The judge recited the separate law, in an obiter dictum in an old Latin maxim in the English common law, that there is no right to a view.

William Aldred claimed that Thomas Benton had erected and used a pigsty too close to his house, so that the stench made his own house unbearable to live in, including the "stopping of wholesome air".

==Judgment==
The court ruled that the smell of the sty was enough to deprive Aldred of his property and personal dignity and therefore a violation of his rights and his honour as it was stripped away from him, holding that a man has, "no right to maintain a structure upon his own land, which, by reason of disgusting smells, loud or unusual noises, thick smoke, noxious vapours, the jarring of machinery, or the unwarrantable collection of flies, renders the occupancy of adjoining property dangerous, intolerable, or even uncomfortable to its tenants..."
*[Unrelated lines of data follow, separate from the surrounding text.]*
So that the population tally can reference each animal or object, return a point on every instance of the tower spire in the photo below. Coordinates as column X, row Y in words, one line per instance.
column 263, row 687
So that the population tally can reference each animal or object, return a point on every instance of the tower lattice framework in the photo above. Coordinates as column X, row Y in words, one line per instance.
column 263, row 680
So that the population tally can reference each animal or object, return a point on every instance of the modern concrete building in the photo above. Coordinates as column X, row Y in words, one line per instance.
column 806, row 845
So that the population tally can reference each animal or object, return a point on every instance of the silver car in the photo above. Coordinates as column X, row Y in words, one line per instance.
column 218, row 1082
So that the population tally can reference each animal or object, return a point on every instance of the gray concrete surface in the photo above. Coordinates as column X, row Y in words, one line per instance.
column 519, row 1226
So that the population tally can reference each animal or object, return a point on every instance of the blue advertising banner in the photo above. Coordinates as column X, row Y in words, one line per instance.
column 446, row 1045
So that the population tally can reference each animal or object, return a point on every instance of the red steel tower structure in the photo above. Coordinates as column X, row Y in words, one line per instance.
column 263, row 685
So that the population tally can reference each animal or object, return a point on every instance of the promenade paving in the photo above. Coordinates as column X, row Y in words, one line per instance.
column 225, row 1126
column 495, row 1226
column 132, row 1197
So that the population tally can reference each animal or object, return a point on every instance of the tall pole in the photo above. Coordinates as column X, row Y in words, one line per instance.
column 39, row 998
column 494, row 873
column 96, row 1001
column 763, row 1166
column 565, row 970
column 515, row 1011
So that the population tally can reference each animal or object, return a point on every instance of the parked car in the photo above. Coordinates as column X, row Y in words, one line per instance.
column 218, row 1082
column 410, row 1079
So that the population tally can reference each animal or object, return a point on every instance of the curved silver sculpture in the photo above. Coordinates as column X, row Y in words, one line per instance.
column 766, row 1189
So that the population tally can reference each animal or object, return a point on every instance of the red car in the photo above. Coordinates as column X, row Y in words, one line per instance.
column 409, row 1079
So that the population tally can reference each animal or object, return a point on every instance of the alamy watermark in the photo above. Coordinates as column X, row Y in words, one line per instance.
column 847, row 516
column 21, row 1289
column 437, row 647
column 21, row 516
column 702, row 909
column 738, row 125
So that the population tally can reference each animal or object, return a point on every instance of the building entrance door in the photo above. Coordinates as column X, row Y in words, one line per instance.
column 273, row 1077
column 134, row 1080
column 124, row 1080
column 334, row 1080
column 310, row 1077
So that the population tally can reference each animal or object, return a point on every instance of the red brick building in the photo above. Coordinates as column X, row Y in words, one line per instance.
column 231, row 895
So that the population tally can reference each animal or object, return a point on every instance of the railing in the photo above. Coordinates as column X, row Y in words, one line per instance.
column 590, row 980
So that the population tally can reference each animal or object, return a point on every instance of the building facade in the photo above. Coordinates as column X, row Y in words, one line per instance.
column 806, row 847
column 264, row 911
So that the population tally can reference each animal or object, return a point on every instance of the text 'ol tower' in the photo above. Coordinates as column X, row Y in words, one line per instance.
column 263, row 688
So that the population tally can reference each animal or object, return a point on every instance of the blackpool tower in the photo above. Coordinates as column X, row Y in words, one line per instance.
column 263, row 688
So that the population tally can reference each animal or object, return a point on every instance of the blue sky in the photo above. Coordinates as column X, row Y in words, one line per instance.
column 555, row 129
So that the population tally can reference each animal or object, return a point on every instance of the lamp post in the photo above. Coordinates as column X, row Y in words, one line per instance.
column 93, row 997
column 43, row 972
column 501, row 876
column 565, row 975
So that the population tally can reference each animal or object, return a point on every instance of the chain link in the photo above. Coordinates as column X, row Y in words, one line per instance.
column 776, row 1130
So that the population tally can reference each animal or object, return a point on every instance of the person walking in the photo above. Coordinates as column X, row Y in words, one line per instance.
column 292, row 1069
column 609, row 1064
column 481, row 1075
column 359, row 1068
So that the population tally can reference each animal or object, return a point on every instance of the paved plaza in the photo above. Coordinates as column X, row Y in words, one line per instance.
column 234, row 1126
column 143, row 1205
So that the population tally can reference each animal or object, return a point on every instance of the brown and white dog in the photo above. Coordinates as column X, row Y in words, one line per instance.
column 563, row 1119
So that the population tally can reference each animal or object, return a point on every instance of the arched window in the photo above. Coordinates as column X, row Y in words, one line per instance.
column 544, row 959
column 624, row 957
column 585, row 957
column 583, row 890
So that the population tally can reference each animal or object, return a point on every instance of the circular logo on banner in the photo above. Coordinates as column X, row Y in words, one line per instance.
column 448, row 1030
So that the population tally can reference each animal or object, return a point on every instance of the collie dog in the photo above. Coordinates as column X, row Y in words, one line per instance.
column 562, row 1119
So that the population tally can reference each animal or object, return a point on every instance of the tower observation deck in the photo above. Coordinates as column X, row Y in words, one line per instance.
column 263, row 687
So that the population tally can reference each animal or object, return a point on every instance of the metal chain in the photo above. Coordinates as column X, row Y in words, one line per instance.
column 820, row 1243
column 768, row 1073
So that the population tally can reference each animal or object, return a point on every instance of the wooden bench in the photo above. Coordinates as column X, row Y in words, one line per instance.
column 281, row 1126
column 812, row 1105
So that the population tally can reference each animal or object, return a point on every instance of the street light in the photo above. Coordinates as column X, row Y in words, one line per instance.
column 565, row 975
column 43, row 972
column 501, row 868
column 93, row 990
The court also held the following.

By force of which custom he justified the stopping [blocking] of the said windows; and upon that the plaintiff demurred in law; and it was adjudged by Sir Christopher Wray, Chief Justice, and the whole Court of King's Bench, that the bar was insufficient in law to bar the plaintiff of his actions, for two reasons:
1. When a man has a lawful easement or profit, by prescription from time whereof, etc another [has a] custom, which is also from time whereof, etc [one] cannot take it away, for the one custom is as ancient as the other: as if one has a way over the land of A. to his freehold by prescription from time whereof etc A. cannot allege a prescription or custom to stop the said way.
2. It may be, that before time of memory the owner of the said piece of land has granted to the owner of the said house to have the said windows, without any stopping of them, and so the prescription may have a lawful beginning: and Wray, Chief Justice, then said, that for stopping as well of the wholesome [healthy] air as of light, an action lies, and damages shall be recovered for them, for both are necessary, for it is said, et vescitur aura ætherea; and the said words horrida tenebritate, etc are significant, and imply the benefit of the light.
 But he said, that for prospect [a view and similar], which is a matter only of delight, and not of necessity, no action lies for stopping thereof, and yet it is a great commendation of a house if it has a long and large prospect, unde dicitur, laudaturque domus longos qui prospicit agros. But the law does not give an action for such things of delight.